Why Were the Pyramids Built?
The pyramids of Egypt were built as tombs for ancient pharaohs. Because they were considered both human and divine, pharaohs were believed to become mediators between gods and humans after death. Since a part of the spirit supposedly remained with the body, the entombed body was mummified and surrounded with objects needed in the afterlife, including furniture, food and gold.
Though earlier kings built rectangular tombs called mastabas that were precursors to the pyramids, the first real pyramid was built around 2630 B.C. for a pharaoh named Djoser. Located at Saqqara, it was known as the step pyramid, as it consisted of mastabas of decreasing size stacked on top of each other.

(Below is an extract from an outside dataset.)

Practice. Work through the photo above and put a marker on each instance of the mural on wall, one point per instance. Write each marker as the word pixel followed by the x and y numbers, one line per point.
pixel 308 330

The most famous pyramids are the pyramids of Giza, the largest of which is known as the Great Pyramid. It was built for the pharaoh Khufu, or Cheops, and was originally over 480 feet high, which makes it the largest pyramid in the world. Smaller pyramids nearby were built for Khufu's sons and queens. Many thousands of laborers had to move the millions of stones necessary to build these structures. As the power of pharaohs and belief in their divinity waned, pyramids dwindled in size. The last known pyramid builder was Pepy II, who reigned from 2278 to 2184 B.C.
Robbers, both ancient and modern, removed many of the bodies and implements from the pyramids over the years. However, what remained, as well as the hieroglyphics in the tombs, provided a wealth of information about the culture, religion and customs of ancient Egypt.